I tre podi di Pechino l’hanno resa l’atleta azzurra più medagliata di sempre delle Olimpiadi, ma Arianna Fontana ha ancora qualche sassolino da togliersi sullo short track e sull’ambiente che lo circonda e lo fa in un’intervista al Corriere della Sera.
“Hanno detto che non sono una leader, che ho spaccato la Nazionale. Non sono mai stata una da grandi discorsi: faccio parlare i risultati. Essere sul ghiaccio da 16 anni è un modo di essere leader. Se non mi interessasse la squadra, oggi starei zitta. È dal 2010 che vivo male certe situazioni con gli allenatori. Mi stavano trasformando in una fondista: avevo quasi perso le mie doti di sprinter. In avvicinamento a Vancouver, ho imparato a gestirmi da sola”.

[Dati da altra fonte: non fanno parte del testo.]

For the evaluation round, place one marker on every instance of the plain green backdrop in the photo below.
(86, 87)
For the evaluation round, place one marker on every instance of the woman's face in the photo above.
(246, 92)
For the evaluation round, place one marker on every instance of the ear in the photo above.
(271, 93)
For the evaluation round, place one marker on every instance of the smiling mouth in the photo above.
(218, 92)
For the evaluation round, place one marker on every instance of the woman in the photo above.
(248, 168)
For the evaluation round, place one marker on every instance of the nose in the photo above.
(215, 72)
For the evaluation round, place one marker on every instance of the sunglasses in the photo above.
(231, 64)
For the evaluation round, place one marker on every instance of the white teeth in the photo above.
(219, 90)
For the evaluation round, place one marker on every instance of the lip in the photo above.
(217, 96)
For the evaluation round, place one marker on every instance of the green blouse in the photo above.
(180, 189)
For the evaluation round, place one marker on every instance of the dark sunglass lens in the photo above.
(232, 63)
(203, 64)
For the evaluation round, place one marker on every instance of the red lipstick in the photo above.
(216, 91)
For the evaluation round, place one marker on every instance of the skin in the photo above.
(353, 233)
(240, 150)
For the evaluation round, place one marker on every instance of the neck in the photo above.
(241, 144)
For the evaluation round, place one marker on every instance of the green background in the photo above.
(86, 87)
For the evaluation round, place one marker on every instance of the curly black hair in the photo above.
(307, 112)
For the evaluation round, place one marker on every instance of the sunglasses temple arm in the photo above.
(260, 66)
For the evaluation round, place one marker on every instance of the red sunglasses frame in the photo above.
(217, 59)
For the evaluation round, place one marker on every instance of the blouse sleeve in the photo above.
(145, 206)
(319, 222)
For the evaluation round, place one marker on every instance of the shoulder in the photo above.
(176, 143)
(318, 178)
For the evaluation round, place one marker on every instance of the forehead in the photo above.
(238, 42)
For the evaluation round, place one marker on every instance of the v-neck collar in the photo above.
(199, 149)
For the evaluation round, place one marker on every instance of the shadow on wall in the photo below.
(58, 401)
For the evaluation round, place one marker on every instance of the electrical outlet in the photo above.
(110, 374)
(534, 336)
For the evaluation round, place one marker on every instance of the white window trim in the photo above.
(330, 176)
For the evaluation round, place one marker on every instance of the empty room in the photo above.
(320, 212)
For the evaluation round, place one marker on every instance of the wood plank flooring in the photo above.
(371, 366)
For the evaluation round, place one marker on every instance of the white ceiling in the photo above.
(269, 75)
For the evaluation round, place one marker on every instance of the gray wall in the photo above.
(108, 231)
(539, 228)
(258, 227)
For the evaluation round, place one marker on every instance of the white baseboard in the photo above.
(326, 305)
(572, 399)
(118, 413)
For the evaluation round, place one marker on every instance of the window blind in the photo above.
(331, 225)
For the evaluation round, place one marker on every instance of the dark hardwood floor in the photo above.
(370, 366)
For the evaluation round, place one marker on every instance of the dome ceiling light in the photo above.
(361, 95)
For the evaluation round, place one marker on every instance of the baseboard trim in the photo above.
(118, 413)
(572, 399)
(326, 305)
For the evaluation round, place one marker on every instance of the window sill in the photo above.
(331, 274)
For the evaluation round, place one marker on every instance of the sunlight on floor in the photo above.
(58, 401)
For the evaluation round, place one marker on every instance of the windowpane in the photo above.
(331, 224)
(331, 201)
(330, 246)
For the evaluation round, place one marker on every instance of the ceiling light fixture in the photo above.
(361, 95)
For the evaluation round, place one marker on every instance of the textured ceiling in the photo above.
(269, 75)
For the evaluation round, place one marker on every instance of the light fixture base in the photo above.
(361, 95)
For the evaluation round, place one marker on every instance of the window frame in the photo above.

La polemica dura da anni e non si è spenta nemmeno con le vittorie olimpiche, anzi. “A Baselga di Pinè il presidente Gios mi propone di riunirmi al gruppo. Tommaso Dotti e Andrea Cassinelli si mettono a fare tracce pericolose davanti a me, cambi di direzione, accelerano e decelerano. Roba pericolosa. Parlottano, è palese a tutti: vogliono farmi cadere. Diventano sempre più aggressivi, io mi tengo a distanza, finisco l’allenamento, me ne vado. Alla riunione tecnica del giorno dopo, ammettono: non ci sta bene che ti alleni con noi. Mi aspetto conseguenze, invece la Federazione butta il problema su mio marito: dà fastidio vederlo sul ghiaccio.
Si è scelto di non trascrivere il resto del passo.